California approves tough new green building code

By signing to law a new mandatory Calgreen building code that will ensure new buildings improve energy efficiency, cut waste to landfill and curb water use, California has again underlined its status as a pioneer of green legislation.
Known as Calgreen, the green building code, which was formally adopted late last week, has been in development since 2007 by California’s Building Standards Commission (BSC).  It requires half of all construction waste to be re-used rather than sent to landfills, and dictates that all non-residential buildings over 10,000 square feet are inspected for energy efficiency.
The California Air Resources Board estimates that the mandatory provisions will reduce greenhouse gas emissions by 3 million metric tons equivalent in 2020.

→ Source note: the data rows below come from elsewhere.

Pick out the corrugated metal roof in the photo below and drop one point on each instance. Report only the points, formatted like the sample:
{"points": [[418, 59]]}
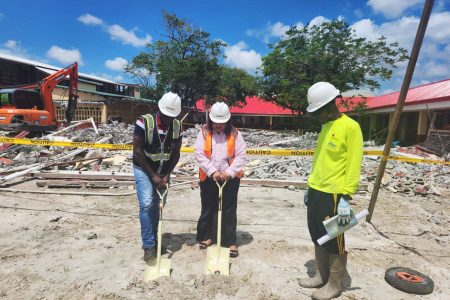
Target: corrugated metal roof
{"points": [[122, 97], [49, 68], [438, 91], [254, 106]]}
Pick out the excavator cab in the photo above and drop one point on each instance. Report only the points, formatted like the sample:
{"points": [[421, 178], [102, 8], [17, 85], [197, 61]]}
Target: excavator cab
{"points": [[22, 109], [30, 107]]}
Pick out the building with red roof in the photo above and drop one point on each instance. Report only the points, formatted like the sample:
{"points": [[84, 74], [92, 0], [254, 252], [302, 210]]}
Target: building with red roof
{"points": [[427, 107], [258, 113]]}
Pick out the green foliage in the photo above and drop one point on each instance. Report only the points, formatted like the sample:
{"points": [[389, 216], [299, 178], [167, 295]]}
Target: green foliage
{"points": [[328, 52], [233, 86], [187, 62]]}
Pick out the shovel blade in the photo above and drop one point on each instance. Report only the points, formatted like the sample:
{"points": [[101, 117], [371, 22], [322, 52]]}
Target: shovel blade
{"points": [[217, 261], [152, 271]]}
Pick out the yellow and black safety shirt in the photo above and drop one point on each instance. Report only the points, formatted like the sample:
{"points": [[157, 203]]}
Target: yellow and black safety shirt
{"points": [[337, 158]]}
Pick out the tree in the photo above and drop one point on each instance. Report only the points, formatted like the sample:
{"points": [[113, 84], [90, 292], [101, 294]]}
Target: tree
{"points": [[327, 52], [233, 86], [186, 62]]}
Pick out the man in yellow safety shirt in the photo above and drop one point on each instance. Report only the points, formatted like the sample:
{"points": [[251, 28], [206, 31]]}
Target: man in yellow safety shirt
{"points": [[333, 179]]}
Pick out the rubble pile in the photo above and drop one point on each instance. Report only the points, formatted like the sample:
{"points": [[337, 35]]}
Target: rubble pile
{"points": [[400, 177]]}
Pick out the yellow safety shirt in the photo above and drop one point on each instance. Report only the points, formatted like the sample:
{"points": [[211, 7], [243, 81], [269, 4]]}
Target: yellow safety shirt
{"points": [[337, 158]]}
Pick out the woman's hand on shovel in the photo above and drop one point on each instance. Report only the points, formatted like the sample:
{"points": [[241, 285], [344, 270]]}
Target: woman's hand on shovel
{"points": [[224, 176]]}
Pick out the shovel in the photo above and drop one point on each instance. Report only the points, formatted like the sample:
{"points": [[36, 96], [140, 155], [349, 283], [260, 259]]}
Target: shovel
{"points": [[217, 257], [158, 267], [333, 229]]}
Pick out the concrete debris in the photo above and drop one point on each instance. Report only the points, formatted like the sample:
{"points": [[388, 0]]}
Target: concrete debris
{"points": [[400, 177]]}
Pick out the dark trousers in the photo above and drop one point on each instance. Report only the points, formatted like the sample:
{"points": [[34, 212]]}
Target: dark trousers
{"points": [[207, 223], [322, 206]]}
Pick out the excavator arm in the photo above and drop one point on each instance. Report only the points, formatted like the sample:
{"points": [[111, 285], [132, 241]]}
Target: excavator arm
{"points": [[49, 83]]}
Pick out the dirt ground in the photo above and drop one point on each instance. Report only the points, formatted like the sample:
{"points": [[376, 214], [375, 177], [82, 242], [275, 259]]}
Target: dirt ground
{"points": [[88, 247]]}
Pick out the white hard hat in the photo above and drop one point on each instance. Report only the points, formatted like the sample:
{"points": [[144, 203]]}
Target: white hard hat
{"points": [[319, 94], [220, 113], [170, 104]]}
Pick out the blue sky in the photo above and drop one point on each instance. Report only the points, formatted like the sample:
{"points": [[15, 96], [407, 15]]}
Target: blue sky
{"points": [[103, 35]]}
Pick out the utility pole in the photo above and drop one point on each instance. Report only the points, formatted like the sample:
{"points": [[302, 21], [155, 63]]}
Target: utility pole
{"points": [[401, 101]]}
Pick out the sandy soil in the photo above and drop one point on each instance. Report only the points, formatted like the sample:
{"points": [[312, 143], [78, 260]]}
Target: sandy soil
{"points": [[74, 247]]}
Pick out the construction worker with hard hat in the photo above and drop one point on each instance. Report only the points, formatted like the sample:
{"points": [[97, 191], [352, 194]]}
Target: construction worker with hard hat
{"points": [[156, 151], [220, 153], [333, 180]]}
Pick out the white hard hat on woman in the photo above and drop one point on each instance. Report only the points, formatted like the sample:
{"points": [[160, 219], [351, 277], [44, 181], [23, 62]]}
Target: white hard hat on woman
{"points": [[220, 113]]}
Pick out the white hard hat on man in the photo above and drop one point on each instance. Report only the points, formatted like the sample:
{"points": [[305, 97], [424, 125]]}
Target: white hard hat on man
{"points": [[220, 113], [170, 104], [320, 94]]}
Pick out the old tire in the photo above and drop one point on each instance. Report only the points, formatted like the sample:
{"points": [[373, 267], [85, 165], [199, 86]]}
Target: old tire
{"points": [[409, 281]]}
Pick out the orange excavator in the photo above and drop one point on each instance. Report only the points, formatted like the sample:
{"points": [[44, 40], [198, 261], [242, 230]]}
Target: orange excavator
{"points": [[30, 107]]}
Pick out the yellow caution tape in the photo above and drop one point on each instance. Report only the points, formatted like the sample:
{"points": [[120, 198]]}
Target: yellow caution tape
{"points": [[23, 141], [262, 152]]}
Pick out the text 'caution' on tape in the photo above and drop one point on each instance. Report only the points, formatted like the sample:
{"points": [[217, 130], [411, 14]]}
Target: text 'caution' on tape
{"points": [[262, 152]]}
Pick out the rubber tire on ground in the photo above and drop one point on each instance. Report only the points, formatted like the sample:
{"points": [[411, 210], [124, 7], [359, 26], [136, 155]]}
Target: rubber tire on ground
{"points": [[419, 288]]}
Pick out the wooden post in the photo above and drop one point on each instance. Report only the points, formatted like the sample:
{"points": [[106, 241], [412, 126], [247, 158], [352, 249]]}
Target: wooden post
{"points": [[422, 126], [401, 100]]}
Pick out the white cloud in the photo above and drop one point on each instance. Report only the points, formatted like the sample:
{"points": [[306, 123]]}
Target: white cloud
{"points": [[65, 56], [13, 47], [434, 57], [278, 29], [392, 8], [238, 57], [118, 33], [318, 20], [357, 12], [90, 20], [116, 64], [439, 27]]}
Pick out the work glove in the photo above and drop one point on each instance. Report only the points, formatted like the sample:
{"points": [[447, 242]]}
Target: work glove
{"points": [[306, 198], [344, 211]]}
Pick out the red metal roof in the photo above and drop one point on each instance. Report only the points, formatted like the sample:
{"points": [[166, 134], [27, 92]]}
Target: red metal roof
{"points": [[432, 92], [253, 106]]}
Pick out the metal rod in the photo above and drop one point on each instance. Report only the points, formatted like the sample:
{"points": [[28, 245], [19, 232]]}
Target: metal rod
{"points": [[401, 101]]}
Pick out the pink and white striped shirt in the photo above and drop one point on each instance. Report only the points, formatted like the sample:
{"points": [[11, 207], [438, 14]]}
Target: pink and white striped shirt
{"points": [[219, 158]]}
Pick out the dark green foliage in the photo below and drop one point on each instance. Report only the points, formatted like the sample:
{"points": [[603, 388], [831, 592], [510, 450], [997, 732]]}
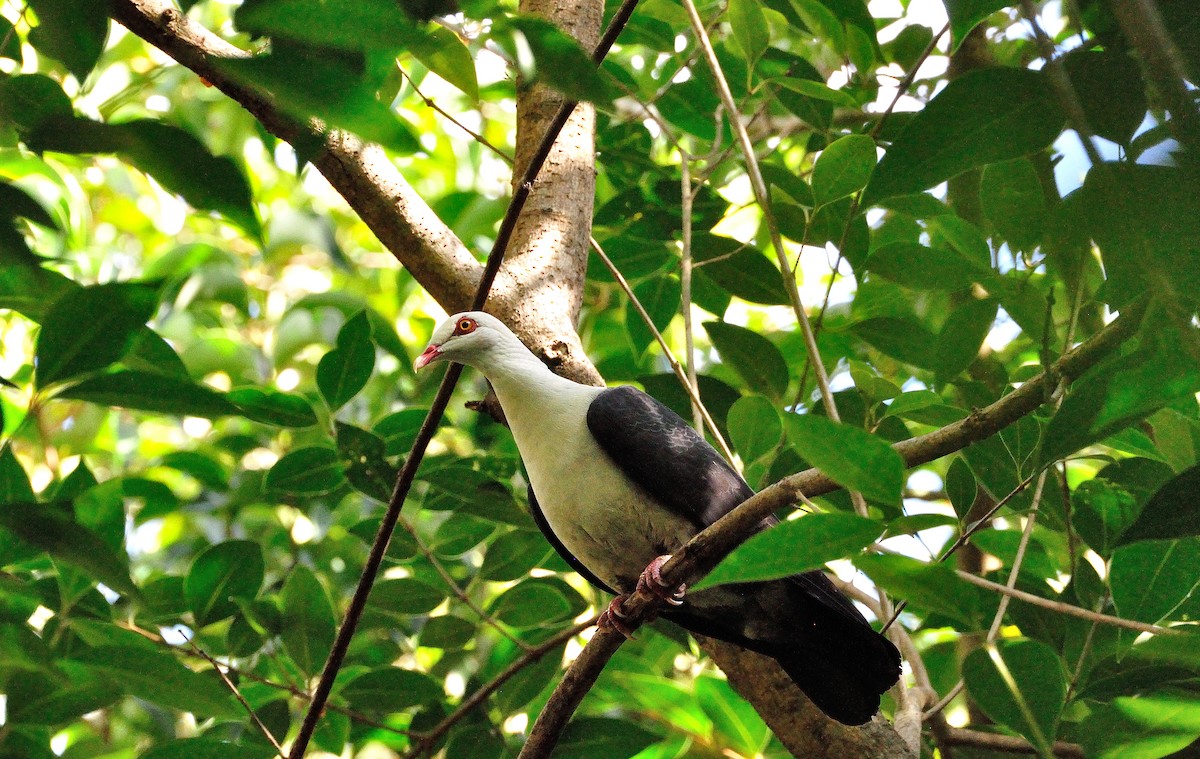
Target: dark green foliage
{"points": [[208, 387]]}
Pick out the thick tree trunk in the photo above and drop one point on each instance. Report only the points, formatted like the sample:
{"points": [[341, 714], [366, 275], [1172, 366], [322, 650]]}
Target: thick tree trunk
{"points": [[540, 287]]}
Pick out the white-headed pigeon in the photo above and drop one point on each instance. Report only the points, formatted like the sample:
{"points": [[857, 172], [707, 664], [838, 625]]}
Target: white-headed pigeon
{"points": [[618, 480]]}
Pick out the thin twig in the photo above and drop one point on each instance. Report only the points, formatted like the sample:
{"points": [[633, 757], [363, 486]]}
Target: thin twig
{"points": [[460, 593], [689, 388], [237, 694], [685, 266], [425, 740], [1019, 560], [1009, 743], [444, 114], [1069, 610]]}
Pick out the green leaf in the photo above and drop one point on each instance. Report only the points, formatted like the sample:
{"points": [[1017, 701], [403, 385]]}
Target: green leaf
{"points": [[751, 356], [42, 699], [546, 54], [755, 426], [819, 90], [1021, 685], [342, 24], [147, 390], [29, 99], [90, 328], [399, 430], [345, 370], [588, 737], [1121, 390], [1146, 221], [448, 632], [1012, 198], [309, 621], [208, 748], [363, 456], [660, 298], [537, 603], [160, 679], [1151, 578], [1145, 727], [1110, 90], [1171, 513], [11, 46], [852, 456], [273, 407], [48, 527], [513, 555], [1101, 512], [749, 27], [961, 486], [306, 472], [963, 335], [792, 547], [173, 156], [739, 724], [925, 268], [738, 269], [843, 168], [72, 31], [448, 55], [405, 596], [391, 689], [983, 117], [307, 83], [966, 15], [204, 468], [15, 484], [221, 574]]}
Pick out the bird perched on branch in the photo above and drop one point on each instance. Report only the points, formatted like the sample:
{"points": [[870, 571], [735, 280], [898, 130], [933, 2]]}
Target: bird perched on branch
{"points": [[618, 482]]}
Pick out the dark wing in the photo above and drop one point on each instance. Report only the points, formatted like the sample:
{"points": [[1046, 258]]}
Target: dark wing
{"points": [[575, 563], [676, 465], [665, 455]]}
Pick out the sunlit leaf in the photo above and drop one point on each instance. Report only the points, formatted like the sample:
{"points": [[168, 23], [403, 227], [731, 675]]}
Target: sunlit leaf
{"points": [[221, 574], [1021, 685], [345, 370], [49, 527], [90, 328], [983, 117], [307, 623], [792, 547], [855, 458]]}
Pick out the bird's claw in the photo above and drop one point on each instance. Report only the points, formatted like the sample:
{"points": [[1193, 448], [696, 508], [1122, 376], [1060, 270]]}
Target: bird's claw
{"points": [[613, 617], [652, 581]]}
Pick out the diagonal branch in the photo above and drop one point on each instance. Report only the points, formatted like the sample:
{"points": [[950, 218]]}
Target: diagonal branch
{"points": [[361, 173], [700, 555]]}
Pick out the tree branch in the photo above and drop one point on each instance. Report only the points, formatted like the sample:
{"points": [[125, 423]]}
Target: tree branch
{"points": [[361, 173], [994, 741]]}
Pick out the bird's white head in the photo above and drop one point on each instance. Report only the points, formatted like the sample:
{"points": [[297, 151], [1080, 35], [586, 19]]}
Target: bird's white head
{"points": [[472, 338]]}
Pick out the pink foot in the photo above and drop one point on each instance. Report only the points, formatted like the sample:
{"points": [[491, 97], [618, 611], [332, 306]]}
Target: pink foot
{"points": [[652, 580], [613, 617]]}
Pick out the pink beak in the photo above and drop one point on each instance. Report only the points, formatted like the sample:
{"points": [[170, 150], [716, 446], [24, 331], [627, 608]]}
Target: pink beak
{"points": [[431, 354]]}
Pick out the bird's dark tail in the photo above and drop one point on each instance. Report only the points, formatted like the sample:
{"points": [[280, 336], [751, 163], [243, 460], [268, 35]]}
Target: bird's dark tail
{"points": [[845, 681], [837, 658]]}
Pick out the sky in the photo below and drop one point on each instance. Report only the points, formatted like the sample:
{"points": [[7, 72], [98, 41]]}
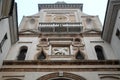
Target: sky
{"points": [[91, 7]]}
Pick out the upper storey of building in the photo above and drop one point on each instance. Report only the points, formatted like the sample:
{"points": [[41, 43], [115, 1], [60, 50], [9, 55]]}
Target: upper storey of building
{"points": [[60, 5], [60, 18]]}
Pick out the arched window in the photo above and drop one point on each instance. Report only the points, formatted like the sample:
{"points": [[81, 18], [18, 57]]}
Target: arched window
{"points": [[43, 39], [99, 52], [77, 40], [22, 53], [61, 79], [41, 56], [79, 55], [13, 79]]}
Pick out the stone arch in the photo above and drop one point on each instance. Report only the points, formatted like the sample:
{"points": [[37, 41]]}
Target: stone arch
{"points": [[109, 78], [41, 55], [80, 55], [77, 40], [64, 75], [22, 53], [13, 79]]}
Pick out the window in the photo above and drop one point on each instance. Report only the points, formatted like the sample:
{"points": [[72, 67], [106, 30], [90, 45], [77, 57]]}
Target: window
{"points": [[22, 53], [79, 55], [118, 33], [3, 41], [41, 56], [99, 52]]}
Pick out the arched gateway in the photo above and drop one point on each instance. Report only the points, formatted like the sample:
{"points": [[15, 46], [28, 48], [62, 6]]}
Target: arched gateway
{"points": [[61, 76]]}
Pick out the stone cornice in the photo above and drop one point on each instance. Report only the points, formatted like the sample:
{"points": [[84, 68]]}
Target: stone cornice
{"points": [[110, 19], [62, 62], [60, 6]]}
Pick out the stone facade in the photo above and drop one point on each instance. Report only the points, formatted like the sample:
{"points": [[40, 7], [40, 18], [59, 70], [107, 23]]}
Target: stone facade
{"points": [[60, 44]]}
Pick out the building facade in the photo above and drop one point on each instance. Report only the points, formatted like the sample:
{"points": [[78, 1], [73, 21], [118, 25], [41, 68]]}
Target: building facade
{"points": [[60, 42], [8, 27]]}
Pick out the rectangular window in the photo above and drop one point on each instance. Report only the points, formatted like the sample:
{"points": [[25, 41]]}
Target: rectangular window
{"points": [[118, 33], [3, 41]]}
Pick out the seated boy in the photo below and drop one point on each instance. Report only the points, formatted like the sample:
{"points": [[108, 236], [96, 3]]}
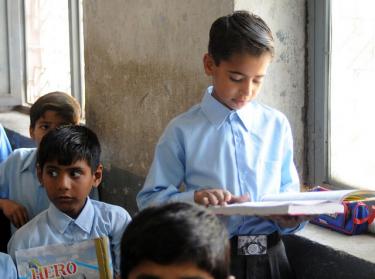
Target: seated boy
{"points": [[177, 240], [7, 268], [21, 194], [231, 148], [68, 166]]}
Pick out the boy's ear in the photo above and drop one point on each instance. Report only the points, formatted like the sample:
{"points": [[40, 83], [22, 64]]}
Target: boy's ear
{"points": [[98, 176], [31, 132], [209, 64]]}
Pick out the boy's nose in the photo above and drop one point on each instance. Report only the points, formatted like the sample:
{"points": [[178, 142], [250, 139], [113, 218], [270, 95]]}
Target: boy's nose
{"points": [[247, 88], [64, 182]]}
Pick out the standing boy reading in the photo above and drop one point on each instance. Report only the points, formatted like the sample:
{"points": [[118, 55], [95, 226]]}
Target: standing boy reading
{"points": [[177, 240], [21, 194], [7, 267], [68, 166], [231, 148]]}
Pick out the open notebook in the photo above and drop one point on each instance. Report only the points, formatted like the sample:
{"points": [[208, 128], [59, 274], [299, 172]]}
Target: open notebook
{"points": [[299, 203], [85, 259]]}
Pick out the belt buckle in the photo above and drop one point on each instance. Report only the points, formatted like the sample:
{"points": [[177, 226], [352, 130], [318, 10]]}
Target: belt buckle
{"points": [[252, 245]]}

It will also help address the state’s growing drought risk, by requiring all new buildings to deliver a minimum 20% reduction in indoor water use on current levels, as well as install separate water meters for non-residential buildings’ indoor and outdoor use, and moisture-sensing irrigation systems for larger landscape projects.
Another upside of Calgreen is that building owners passing the code will be able to label their buildings as Calgreen compliant without spending any money on third-party certification programs, said the Governor’s office. In contrast, the US Green Building Council charges for LEED certification.
Calgreen is not the first building code that the Californian BCS has introduced, but the last set of standards that it developed in 2008 were implemented on a voluntary basis, while the new code will be mandatory and will be backed by a formal inspection regime.
“The code will utilise the long-standing, successful enforcement infrastructure that the state has established to enforce its health, safety, fire, energy, and structural building codes making verification of the Green Code for local building inspectors a simple transition,” said the BCS in a statement.